Synthesis: Information as Data

The Big Picture

The readings in this section are all about the same central idea: the shape of data and the shape of code are deeply connected.

We started by learning how to model information precisely. Then we saw that the structure of the data determines the structure of the functions that operate on it. Then we looked at a type checker, which helps enforce those designs. Then we stepped back and looked at built-in abstractions such as arrays, and finally at how to derive tests from the specification and the data itself.

These are not separate topics. They are different layers of the same design discipline. They are also the foundation of language fluency in this course: understanding what each feature contributes to design, correctness, and maintainability.

The Design Process

The data-modeling process gave us a systematic way to move from a problem description to a type definition:

1. Identify entities.
2. Identify distinct cases.
3. Determine information per case.
4. Look for recursive structure.
5. Express the model as types.
6. Check the model with examples.
7. Look for generalization.

That process is the foundation for everything else in the section.

Data, Code, and Built-In Abstractions

The same structure-driven logic applies to the functions we write.

Data shape	Typical code pattern
Primitive values	Use directly in computations
Objects	Access properties
Unions	Case analysis with switch or if
Recursive types	Recursive functions with base cases
Generic types	Generic functions parameterized by type
Repeated sequential patterns	Built-in abstractions like arrays

Arrays are an important example of abstraction: instead of re-writing recursive list traversal every time, we use operations like map, filter, and reduce. That is a recurring theme in programming: once a pattern becomes common enough, we build a language mechanism around it.

The same is true for functions as object properties. When behavior is packaged with data, we can use it directly through the object interface rather than writing separate traversal code each time.

Type Checking Is Necessary, Not Sufficient

The type checker gives us strong guarantees about structure. It helps us avoid accessing missing properties, forgetting union cases, or writing ill-typed recursive code.

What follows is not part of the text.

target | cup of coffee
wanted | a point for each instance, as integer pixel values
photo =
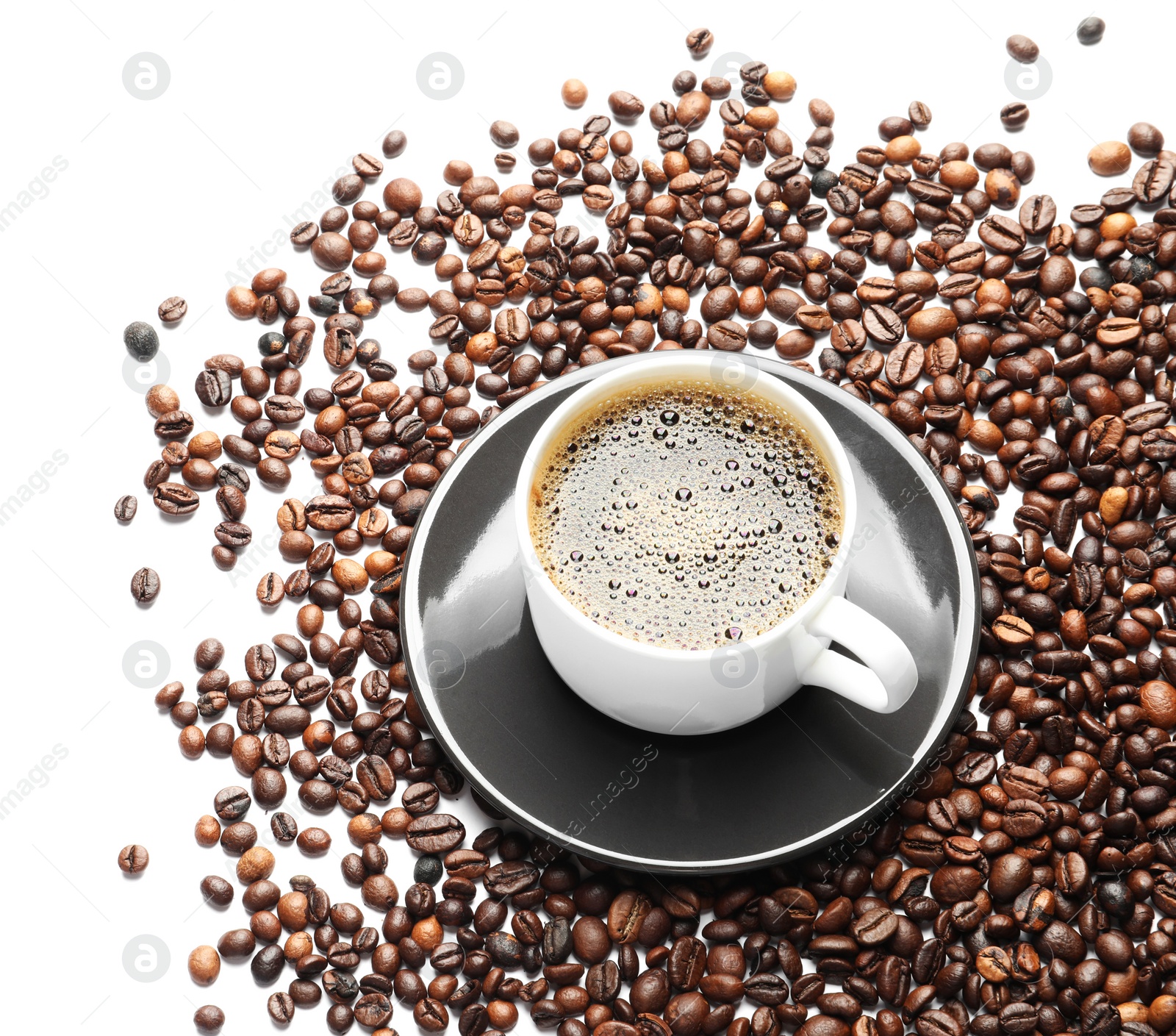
(684, 525)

But it does not prove the semantic correctness of a function. That is why we also need contracts, invariants, and tests in later sections.

The course will keep returning to this same idea:

• types tell us what shapes are allowed
• contracts tell us what behavior is promised
• invariants tell us what must always remain true
• tests tell us whether the promised behavior actually holds

Functional and Object-Oriented Views

In this section, variants are modeled with discriminated unions and handled with case analysis.

That is the functional view.

Later, the same design ideas will show up again in object-oriented form, where class hierarchies and methods play a similar role.

The underlying idea does not change. We are still representing the same distinctions in the problem domain; we are just choosing a different way to organize the code.

Common Mistakes to Avoid

One common mistake is overusing any. It can make a program look flexible while quietly removing the guarantees that types are supposed to provide.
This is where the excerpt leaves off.